Album of the Day: Emerson, Lake & Palmer (6/14/71)

Not just the first supergroup in progressive rock, Emerson, Lake & Palmer (aka ELP) was also the earliest prog-rock band to truly master the heady mix of classical, hard rock and pop music that became a significant and commercially viable force in the 70s. Formed in very late 1969, the trio issued their eponymous debut LP in 1970 and followed with the prog-rock seminal Tarkus on June 14, 1971.

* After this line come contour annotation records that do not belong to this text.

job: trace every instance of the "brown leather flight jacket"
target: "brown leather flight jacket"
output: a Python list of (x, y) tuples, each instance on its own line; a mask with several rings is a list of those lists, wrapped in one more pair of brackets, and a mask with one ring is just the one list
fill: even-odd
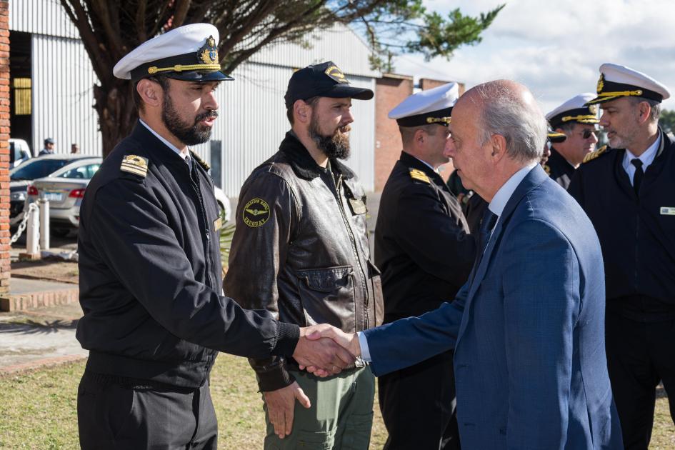
[[(382, 322), (380, 272), (370, 258), (364, 189), (337, 160), (331, 168), (333, 176), (289, 132), (253, 171), (239, 194), (224, 289), (281, 321), (354, 333)], [(263, 391), (294, 381), (292, 360), (249, 361)]]

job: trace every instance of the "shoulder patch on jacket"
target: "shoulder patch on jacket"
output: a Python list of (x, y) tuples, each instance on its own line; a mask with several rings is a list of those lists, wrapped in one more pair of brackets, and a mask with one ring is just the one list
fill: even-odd
[(410, 169), (410, 178), (413, 179), (414, 180), (417, 180), (419, 181), (426, 183), (427, 184), (431, 184), (431, 181), (429, 181), (429, 176), (426, 176), (426, 174), (419, 170), (419, 169)]
[(211, 166), (209, 165), (206, 161), (199, 157), (199, 156), (195, 152), (190, 150), (190, 154), (192, 156), (192, 158), (197, 161), (197, 164), (204, 167), (204, 169), (206, 171), (211, 169)]
[(591, 151), (589, 154), (584, 156), (584, 161), (582, 162), (586, 163), (589, 161), (593, 161), (602, 154), (605, 153), (607, 151), (607, 146), (604, 145), (595, 151)]
[(136, 155), (124, 155), (119, 170), (145, 178), (148, 174), (148, 159)]

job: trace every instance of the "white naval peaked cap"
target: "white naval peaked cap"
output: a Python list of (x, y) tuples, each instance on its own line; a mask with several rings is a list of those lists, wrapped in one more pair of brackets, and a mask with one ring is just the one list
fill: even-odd
[(389, 111), (401, 126), (419, 126), (450, 123), (452, 107), (459, 98), (459, 85), (448, 83), (433, 89), (421, 91), (407, 97)]
[(196, 81), (234, 79), (220, 71), (219, 39), (218, 29), (210, 24), (179, 26), (128, 53), (113, 74), (134, 81), (156, 74)]
[(636, 96), (662, 101), (670, 91), (646, 74), (626, 66), (605, 63), (600, 66), (597, 96), (589, 104), (611, 101), (619, 97)]
[(597, 124), (598, 106), (586, 104), (595, 96), (591, 92), (574, 96), (546, 114), (546, 120), (554, 129), (570, 122)]

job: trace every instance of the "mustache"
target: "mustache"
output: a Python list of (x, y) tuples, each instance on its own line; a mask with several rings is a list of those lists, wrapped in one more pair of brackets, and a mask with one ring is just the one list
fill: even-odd
[(194, 118), (194, 123), (196, 124), (203, 120), (206, 120), (207, 119), (216, 119), (218, 117), (217, 111), (209, 111), (205, 113), (202, 113)]

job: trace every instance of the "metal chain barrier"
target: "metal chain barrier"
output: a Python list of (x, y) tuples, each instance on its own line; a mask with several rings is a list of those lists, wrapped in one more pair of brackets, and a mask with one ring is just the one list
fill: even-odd
[(37, 214), (37, 210), (39, 209), (37, 203), (31, 203), (28, 206), (28, 211), (24, 211), (24, 220), (21, 221), (21, 223), (19, 225), (19, 229), (16, 230), (16, 232), (14, 234), (11, 239), (9, 240), (9, 245), (11, 245), (21, 237), (21, 234), (26, 231), (26, 226), (28, 224), (28, 218), (31, 215), (31, 211), (36, 211), (34, 214)]

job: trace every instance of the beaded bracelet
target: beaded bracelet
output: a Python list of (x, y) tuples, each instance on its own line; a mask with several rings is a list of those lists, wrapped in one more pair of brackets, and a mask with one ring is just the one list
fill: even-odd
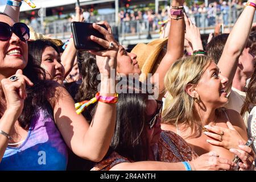
[(176, 10), (183, 10), (184, 9), (184, 6), (171, 6), (171, 8), (172, 9), (176, 9)]
[(191, 166), (188, 162), (183, 162), (182, 163), (186, 168), (186, 171), (192, 171)]
[(254, 8), (256, 9), (256, 5), (255, 5), (255, 3), (254, 3), (253, 2), (248, 1), (248, 2), (246, 3), (246, 5), (245, 5), (245, 7), (249, 6), (252, 6), (252, 7), (253, 7)]
[(8, 0), (6, 4), (11, 6), (20, 7), (22, 5), (22, 2), (16, 1)]
[(170, 16), (170, 18), (171, 18), (171, 19), (183, 19), (184, 18), (184, 16), (180, 16), (180, 17), (174, 17), (172, 16)]
[(204, 50), (196, 50), (193, 51), (193, 55), (206, 55), (207, 52)]
[(114, 97), (109, 97), (100, 96), (100, 92), (98, 92), (95, 95), (95, 97), (90, 100), (76, 103), (75, 104), (75, 107), (76, 109), (76, 113), (77, 114), (80, 114), (85, 110), (86, 107), (97, 101), (108, 104), (114, 104), (117, 103), (118, 101), (118, 94), (117, 93), (115, 94)]
[(9, 140), (11, 140), (11, 136), (10, 136), (9, 134), (7, 134), (6, 133), (5, 133), (5, 131), (2, 131), (2, 130), (0, 130), (0, 134), (2, 134), (3, 135), (6, 136), (7, 138), (8, 138), (8, 139)]

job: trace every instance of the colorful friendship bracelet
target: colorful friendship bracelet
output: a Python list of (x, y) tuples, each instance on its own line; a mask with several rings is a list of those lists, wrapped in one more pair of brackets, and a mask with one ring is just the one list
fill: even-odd
[(2, 130), (0, 130), (0, 134), (2, 134), (5, 136), (6, 136), (7, 138), (8, 138), (8, 139), (9, 140), (11, 140), (11, 136), (10, 136), (8, 134), (7, 134), (6, 133), (5, 133), (5, 131), (2, 131)]
[(179, 17), (173, 17), (172, 16), (170, 16), (170, 18), (171, 18), (171, 19), (183, 19), (184, 18), (184, 16), (179, 16)]
[(95, 95), (95, 97), (92, 98), (89, 101), (84, 101), (80, 102), (77, 102), (75, 104), (75, 107), (76, 109), (76, 113), (77, 114), (81, 114), (86, 107), (88, 107), (90, 105), (94, 104), (97, 101), (109, 103), (109, 104), (114, 104), (117, 103), (118, 101), (118, 94), (115, 94), (114, 97), (109, 96), (100, 96), (100, 92), (98, 92)]
[(171, 8), (172, 9), (176, 9), (176, 10), (183, 10), (184, 9), (184, 6), (171, 6)]
[(253, 7), (254, 8), (255, 8), (256, 9), (256, 4), (254, 3), (253, 2), (248, 1), (246, 3), (246, 5), (245, 5), (245, 7), (249, 6), (252, 6), (252, 7)]
[(206, 55), (207, 52), (204, 50), (196, 50), (193, 51), (193, 55)]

Keyboardist Keith Emerson and bassist Greg Lake met in 1969 while on tour with The Nice and King Crimson, their respective artsy hard rock bands of the time. Realizing the opportunity to form a new venture and deciding on a trio, they convinced drummer Carl Palmer to jump over from his group Atomic Rooster. (There is much truth to the rumor that they also courted Jimi Hendrix to join them and form “HELP”, but Hendrix declined and was dead a few months later, anyway). With the super-trio in place, ELP set about crafting their signature organ-dominated, pop-goes-cathedral sound for the self-titled first LP. For album #2, Tarkus, the band expanded the theme, gloomy at times and explosive at others, sharing compositions and instrumentation in a mostly glorious, thundering cannonade of early but now classic progressive rock.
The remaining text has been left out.